Beefless Meat, Chickenless Nuggets, Fish-Free Seafood … a Sustainable Trend?
“Eat food. Not too much. Mostly plants.”
Michael Pollan, teacher/writer/activist, The Omnivore’s Dilemma, 2007
The last decade saw many despairing over the future of the planet, but its counterpoint was the head-spinning popularity of plant-based burgers launched at the top of the ‘20s. Add the fierce race for chickenless nuggets and the stunning success of fish-free tuna. Suddenly, the scenario posited by Impossible Foods CEO Pat Brown—to replace the use of animals as a food production technology globally by 2035—seemed possible. Can the plant-based movement sustain the world?
As innovation lead at global sustainability consultancy Quantis, Jon Dettling says it’s a question he’s asked frequently. There’s no simple answer, but the most impactful path may be a large-scale shift toward plant-based diets occurring concurrently with dramatic sustainability improvements to the existing meat supply chain.

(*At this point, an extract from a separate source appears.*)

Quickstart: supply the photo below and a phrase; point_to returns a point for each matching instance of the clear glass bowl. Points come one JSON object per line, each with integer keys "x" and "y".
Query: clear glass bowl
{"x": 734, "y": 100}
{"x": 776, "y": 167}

“We’ve profiled beef farms able to potentially reduce their environmental impact to that of plant protein,” says Dettling. “While these are the rare exception now, it demonstrates it may not be necessary to eliminate all beef production to have a healthy planet, but to produce less, and very differently.”
At this point, “the environmental benefits of plant-based products are huge in comparison to conventional beef production,” says Dettling. According to recent studies from Impossible Foods and Beyond Meat, their burgers use up to 99 percent less water, 96 percent less land and generate 90 percent fewer greenhouse gas emissions compared to beef.
All set to unapologetically ruffle some feathers is Rebellyous CEO Christie Lagally, whose aim to “make plant-based ‘chicken’ nuggets better than animal meat in every way” perfectly mirrors the passion of her burger counterparts.
“Reducing meat consumption is one of the most powerful actions humanity can take to protect the environment,” she asserts. “But plant-based meat is expensive to produce. There’s only enough made to feed every person in America one meal per year.”
A former mechanical engineer, Lagally realized a complete redesign was needed in the way plant-based products were made.
“The majority are made using decades-old food-grade extruders and off-the-shelf meat processing equipment,” she explains. “We’re designing new processes and engineering machinery specifically for plant-based meat production, allowing for lower costs and high, continuous throughput. Our mission is structural change. … we’re in it for the long haul.”
The quest for the perfect plant-free nugget also inspires NUGGS, a start-up that operates like a software company, continuously releasing improved versions based on user feedback.
“Unlike our competitors at traditional companies, we’re able to respond and innovate quickly,” says spokesperson Dini von Mueffling.
Even seafood is riding the plant-based wave a la Good Catch’s uber-popular, six-legume-blend tuna. But it was no small task mimicking tuna’s texture and taste, recalls CEO Chris Kerr.
“Cooked fish has a marked, thin layering of protein, and we were laser focused for 18 months to get this right before even digging into capturing authentic seafood flavor,” he says.
“We’ve created something that tastes great, provides the nutritional benefits of real fish and will hopefully have a massive, positive impact on the environment.”